Sunday, April 6, 2008

I turned 44 and Hit the wall!




You Are a Colon




You are very orderly and fact driven.

You aren't concerned much with theories or dreams... only what's true or untrue.



You are brilliant and incredibly learned. Anything you know is well researched.

You like to make lists and sort through things
step by step. You aren't subject to whim or emotions.



Your friends see you as a constant source of knowledge and advice.

(But they are a little sick of you being right all of the time!)



You excel in: Leadership positions



You get along best with: The Semi-Colon

What Punctuation Mark Are You?



Well I just found this cute little quiz (thanks Tina!)and I was quite surprised to find out I was a
colon-

That's cool, I can live with that.



On being 44...

I am really happy to be at the age I am, doing what I am doing.
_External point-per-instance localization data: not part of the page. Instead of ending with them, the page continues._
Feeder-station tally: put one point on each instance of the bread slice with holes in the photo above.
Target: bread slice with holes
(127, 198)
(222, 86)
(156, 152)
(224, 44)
And isn't that good?
I have been very dissatisfied at other times in my life, but generally speaking , since turning 40 I have appreciated and cherished what-ever age I am at, for various reasons...

Lets have a look at some of those:
  • I now know a lot more about what makes me tick, and don't get all hung up in crises of identity- I am who I am and that's good enough. If God loves me, who am I to not love myself?
  • I am on the road to fitter and healthier, of course I have set-backs, as we all do, but I don't let them crush my drive to get to a healthier me. I now understand the processes that kept me quite down-trodden and depressed for many years whilst my kids were little. I am working my way into the potentially healthy and vital lifestyle I am meant to live.
  • I am, although not perfect physically yet, comfortable in my own skin. I know what looks good on me, I like my good bits- my hair, my smile. And apparently everyone's NOT looking at me or my fat bum all the time!
  • I also know I have some pretty awful bits, inside and out. And that's humbling, grounding and I think healthy. I don't hate myself- but I know there's always room for improvement. I could be a better listener, and a much better friend, a better mother and wife, daughter etc. But I'm willing to learn to be.
  • I'm studying at Uni- and this is a dream come true- I planned it and thought about it- and now it's happening. And my life is so much the richer for it. The piece of paper at the end will be a wonderful reward; what I'm learning about life in general as I study is an even greater reward.
  • I have learnt a lot about love and relationships and I feel OK with myself about how I conduct some really tricky family relationships. I've had to learn to forgive and also to love from a place of security- in knowing that the past is past. I can move forward in life- even if others have trouble doing the same.
  • I am not afraid to show emotion, to be the odd one out occasionally, to feel passionate about things, even if I'm seen to be different.
That's some of the reasons why I am a satisfied and happy 44 year old. My life is not perfect, but it's pretty close. I guess if I hadn't had a fairly unhappy and traumatic youth and young adulthood, I might not be able to appreciate all that I have now in family love, a good marriage and health.
Maybe I would have, but I can't have those years back to do them better, so I will try to make the most of the ones I have ahead of me!